The Adaptive Doubly Robust Estimator for Policy Evaluation in Adaptive Experiments and a Paradox Concerning Logging Policy
This work addresses causal inference challenges in adaptive experiments, offering a novel estimator with potential applications in fields like online advertising or clinical trials, though it appears incremental as it builds on existing doubly robust methods.
The paper tackles the problem of policy evaluation in adaptive experiments by proposing an adaptive doubly robust estimator that works with dependent samples, achieving asymptotic normality through adaptive-fitting. It also reports an empirical paradox where the proposed estimator outperforms others using the true logging policy, confirmed via simulations.

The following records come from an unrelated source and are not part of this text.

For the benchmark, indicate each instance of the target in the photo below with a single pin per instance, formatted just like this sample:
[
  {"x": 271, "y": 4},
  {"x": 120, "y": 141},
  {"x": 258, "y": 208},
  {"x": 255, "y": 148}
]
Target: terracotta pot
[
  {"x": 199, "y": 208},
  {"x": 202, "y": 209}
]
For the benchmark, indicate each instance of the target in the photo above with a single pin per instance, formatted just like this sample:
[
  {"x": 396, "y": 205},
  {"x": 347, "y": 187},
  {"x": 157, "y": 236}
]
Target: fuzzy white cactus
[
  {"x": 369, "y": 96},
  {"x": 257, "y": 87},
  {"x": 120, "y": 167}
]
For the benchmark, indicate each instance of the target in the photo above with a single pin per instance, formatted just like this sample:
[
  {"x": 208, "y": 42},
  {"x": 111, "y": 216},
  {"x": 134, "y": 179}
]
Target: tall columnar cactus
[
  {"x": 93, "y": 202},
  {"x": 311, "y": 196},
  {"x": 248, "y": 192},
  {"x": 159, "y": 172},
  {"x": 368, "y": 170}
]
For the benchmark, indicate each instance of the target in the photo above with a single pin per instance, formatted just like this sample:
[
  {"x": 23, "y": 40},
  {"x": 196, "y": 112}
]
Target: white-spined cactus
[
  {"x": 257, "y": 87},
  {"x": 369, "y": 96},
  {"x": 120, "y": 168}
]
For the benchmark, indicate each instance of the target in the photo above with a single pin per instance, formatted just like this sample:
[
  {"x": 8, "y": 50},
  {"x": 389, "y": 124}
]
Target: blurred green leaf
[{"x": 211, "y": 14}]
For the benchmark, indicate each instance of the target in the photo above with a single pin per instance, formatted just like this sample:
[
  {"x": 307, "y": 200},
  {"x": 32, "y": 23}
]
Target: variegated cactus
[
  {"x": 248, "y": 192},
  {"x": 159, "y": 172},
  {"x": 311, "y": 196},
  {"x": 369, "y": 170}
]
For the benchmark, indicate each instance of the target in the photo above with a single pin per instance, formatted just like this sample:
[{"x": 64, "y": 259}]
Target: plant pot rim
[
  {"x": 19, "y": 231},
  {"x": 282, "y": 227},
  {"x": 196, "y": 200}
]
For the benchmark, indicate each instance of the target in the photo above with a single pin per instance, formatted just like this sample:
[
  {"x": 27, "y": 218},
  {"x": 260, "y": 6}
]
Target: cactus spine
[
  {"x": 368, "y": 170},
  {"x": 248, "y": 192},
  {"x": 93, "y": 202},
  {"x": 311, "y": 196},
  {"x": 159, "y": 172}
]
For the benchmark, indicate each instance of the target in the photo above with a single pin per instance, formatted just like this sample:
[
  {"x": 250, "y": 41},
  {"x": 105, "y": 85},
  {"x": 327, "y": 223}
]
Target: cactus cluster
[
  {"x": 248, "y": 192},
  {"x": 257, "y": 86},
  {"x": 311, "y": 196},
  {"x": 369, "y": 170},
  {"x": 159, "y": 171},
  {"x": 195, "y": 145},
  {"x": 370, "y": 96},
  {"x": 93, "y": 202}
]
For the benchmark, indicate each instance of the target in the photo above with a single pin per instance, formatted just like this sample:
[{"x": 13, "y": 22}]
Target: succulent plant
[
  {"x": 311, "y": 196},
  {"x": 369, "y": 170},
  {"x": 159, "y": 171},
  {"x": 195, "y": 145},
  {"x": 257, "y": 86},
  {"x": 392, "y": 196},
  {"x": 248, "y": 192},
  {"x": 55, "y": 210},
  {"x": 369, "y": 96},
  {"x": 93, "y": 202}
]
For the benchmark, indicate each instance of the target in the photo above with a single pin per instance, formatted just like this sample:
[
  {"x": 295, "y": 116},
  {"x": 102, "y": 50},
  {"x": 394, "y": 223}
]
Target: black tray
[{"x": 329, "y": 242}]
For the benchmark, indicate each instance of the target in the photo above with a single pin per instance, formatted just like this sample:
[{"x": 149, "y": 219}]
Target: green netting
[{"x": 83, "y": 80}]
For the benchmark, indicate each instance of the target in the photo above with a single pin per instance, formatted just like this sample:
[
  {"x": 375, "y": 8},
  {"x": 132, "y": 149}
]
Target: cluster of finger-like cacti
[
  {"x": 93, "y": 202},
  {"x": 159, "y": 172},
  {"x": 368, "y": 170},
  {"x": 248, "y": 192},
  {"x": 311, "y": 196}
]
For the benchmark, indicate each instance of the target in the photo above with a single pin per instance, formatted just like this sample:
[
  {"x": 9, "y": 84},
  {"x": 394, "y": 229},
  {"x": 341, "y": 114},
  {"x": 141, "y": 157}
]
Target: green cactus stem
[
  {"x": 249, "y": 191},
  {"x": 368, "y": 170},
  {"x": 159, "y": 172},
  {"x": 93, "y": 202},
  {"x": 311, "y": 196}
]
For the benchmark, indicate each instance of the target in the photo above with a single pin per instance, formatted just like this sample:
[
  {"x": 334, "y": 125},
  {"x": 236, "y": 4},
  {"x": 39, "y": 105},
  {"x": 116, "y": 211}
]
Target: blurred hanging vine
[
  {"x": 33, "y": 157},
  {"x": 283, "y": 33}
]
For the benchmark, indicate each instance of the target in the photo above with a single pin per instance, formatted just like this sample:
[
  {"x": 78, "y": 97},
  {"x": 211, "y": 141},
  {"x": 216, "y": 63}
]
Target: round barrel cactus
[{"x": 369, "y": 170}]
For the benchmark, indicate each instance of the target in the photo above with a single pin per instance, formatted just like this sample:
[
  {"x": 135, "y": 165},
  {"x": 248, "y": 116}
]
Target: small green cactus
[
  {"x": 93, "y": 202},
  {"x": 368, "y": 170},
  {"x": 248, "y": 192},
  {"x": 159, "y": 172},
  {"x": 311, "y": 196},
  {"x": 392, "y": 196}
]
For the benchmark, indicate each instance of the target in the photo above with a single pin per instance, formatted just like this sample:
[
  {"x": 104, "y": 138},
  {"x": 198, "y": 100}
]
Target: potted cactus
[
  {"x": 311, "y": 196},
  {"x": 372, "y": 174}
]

The doubly robust (DR) estimator, which consists of two nuisance parameters, the conditional mean outcome and the logging policy (the probability of choosing an action), is crucial in causal inference. This paper proposes a DR estimator for dependent samples obtained from adaptive experiments. To obtain an asymptotically normal semiparametric estimator from dependent samples with non-Donsker nuisance estimators, we propose adaptive-fitting as a variant of sample-splitting. We also report an empirical paradox that our proposed DR estimator tends to show better performances compared to other estimators utilizing the true logging policy. While a similar phenomenon is known for estimators with i.i.d. samples, traditional explanations based on asymptotic efficiency cannot elucidate our case with dependent samples. We confirm this hypothesis through simulation studies.